Les fêtes de fin d’année à Kyoto

« Koto hajime » à Gion

Chaque année, le 13 décembre, les geishas et leurs apprenties maiko de Gion (arrondissement de Higashiyama) font à pied le tour des maîtres dans les arts qu’elles pratiquent et des salons de thés et autres établissements qu’elles fréquentent au quotidien, afin de présenter à chacun leurs remerciements pour l’année écoulée. C’est le « koto hajime ». Les geishas saluent chacun d’un « okotôsan dosu », une expression qui signifie qu’elles se réjouissent de la bonne marche des affaires de leur interlocuteur.

Ce jour marque le début des préparatifs des festivités du jour de l’An dans le quartier des geishas, avec en particulier la distribution de kagami-mochi (une décoration composée de deux galettes de riz pilé) aux personnes que l’on souhaite remercier. Pour les habitants de Kyoto, le ballet des geishas en kimono dans les rues annonce avant tout la fin de l’année. Aujourd’hui, un nombre croissant d’amateurs se rassemblent à Gion à cette date, appareil photo à la main, pour immortaliser la scène.

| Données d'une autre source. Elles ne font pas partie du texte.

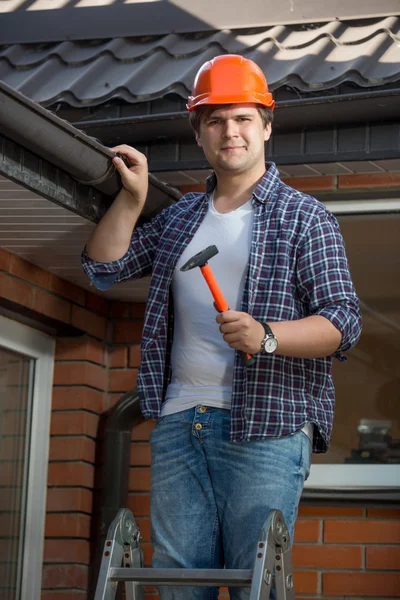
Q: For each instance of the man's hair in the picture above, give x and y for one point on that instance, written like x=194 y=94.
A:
x=203 y=112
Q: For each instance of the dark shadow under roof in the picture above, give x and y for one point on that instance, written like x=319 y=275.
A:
x=307 y=58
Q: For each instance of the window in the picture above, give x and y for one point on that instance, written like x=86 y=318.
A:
x=26 y=372
x=365 y=445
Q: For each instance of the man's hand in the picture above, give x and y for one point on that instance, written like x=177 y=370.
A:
x=241 y=331
x=135 y=178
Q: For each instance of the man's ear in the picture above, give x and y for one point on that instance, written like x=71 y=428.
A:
x=267 y=132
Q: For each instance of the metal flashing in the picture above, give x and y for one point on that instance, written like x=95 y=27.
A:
x=65 y=22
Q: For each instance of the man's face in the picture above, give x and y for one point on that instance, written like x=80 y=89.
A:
x=233 y=138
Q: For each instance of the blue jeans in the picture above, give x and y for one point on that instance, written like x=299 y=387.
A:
x=210 y=497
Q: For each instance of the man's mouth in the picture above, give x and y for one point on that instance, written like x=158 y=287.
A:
x=232 y=148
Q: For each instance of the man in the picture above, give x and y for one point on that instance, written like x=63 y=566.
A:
x=231 y=441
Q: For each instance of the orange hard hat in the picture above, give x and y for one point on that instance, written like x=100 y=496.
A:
x=230 y=79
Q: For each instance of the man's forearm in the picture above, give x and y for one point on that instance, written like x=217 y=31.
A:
x=311 y=337
x=111 y=238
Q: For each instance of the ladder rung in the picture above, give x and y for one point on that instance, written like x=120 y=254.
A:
x=200 y=577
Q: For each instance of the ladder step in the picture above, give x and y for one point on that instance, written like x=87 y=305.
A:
x=198 y=577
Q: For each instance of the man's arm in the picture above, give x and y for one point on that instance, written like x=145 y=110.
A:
x=111 y=238
x=311 y=337
x=325 y=287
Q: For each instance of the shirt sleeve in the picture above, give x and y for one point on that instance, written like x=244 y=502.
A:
x=137 y=262
x=324 y=280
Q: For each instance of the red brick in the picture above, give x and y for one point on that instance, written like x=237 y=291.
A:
x=305 y=582
x=331 y=511
x=50 y=305
x=69 y=500
x=77 y=422
x=67 y=525
x=384 y=513
x=7 y=474
x=14 y=422
x=64 y=288
x=138 y=310
x=81 y=373
x=362 y=532
x=71 y=474
x=97 y=304
x=307 y=530
x=140 y=454
x=141 y=433
x=80 y=349
x=134 y=356
x=5 y=260
x=327 y=557
x=29 y=272
x=15 y=290
x=139 y=479
x=65 y=576
x=144 y=526
x=72 y=448
x=120 y=310
x=70 y=398
x=118 y=357
x=139 y=504
x=66 y=551
x=128 y=331
x=306 y=184
x=369 y=180
x=383 y=557
x=361 y=584
x=87 y=321
x=122 y=380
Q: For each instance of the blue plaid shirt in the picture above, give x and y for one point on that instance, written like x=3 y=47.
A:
x=297 y=267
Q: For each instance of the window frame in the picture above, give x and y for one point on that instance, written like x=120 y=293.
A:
x=40 y=348
x=368 y=478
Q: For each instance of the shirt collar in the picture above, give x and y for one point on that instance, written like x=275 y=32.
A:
x=263 y=189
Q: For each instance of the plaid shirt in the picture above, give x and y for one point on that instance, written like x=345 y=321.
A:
x=297 y=268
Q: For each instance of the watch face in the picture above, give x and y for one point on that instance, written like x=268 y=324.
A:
x=271 y=345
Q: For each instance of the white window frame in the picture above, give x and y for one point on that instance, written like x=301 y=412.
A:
x=38 y=346
x=356 y=477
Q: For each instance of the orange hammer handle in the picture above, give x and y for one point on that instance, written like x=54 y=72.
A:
x=220 y=302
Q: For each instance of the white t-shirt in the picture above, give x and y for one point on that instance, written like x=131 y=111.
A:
x=202 y=363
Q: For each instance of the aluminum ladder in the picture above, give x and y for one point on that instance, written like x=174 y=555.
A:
x=122 y=561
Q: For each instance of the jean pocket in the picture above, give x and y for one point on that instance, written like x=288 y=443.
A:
x=306 y=454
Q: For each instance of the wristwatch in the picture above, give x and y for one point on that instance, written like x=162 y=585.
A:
x=269 y=344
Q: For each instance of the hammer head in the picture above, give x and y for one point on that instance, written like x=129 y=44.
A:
x=200 y=259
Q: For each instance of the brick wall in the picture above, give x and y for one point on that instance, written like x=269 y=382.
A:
x=339 y=552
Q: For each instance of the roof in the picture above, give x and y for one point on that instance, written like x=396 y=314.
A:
x=308 y=58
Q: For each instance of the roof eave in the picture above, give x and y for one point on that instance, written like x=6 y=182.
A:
x=72 y=153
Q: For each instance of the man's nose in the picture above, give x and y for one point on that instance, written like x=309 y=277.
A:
x=230 y=129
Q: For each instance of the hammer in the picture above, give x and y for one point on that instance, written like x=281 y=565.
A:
x=201 y=260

Des geishas de Gion en route pour le « koto hajime ». Pour cette occasion, elles portent souvent des tenues coordonnées
Des geishas de Gion en route pour le « koto hajime ». Pour cette occasion, elles portent souvent des tenues coordonnées.

Derniers marchés au temple Tôji et au sanctuaire Kitano-Tenmangû

Le temple Tôji (arrondissement de Minami) est, avec le monastère du mont Kôya à Wakayama et le temple Zentsû-ji à Kagawa, l’un des trois grands lieux mémoriels de Kôbô-daishi (également connu sous le nom de Kûkai), le fondateur de l’école bouddhique Shingon. Le 21 de chaque mois, date anniversaire de son décès, se tient un marché d’objets d’art et d’artisanat anciens dans l’enceinte du temple, le « Kôbô-ichi » ; le dernier de l’année – baptisé « shimai Kôbô » –, le 21 décembre, attire une foule sans précédent. Devant la pagode à cinq étages, plus d’un millier d’étals proposent des antiquités, des objets décoratifs pour le jour de l’An, des kakis séchés et des mets à grignoter, comme des boulettes frites au poulpe.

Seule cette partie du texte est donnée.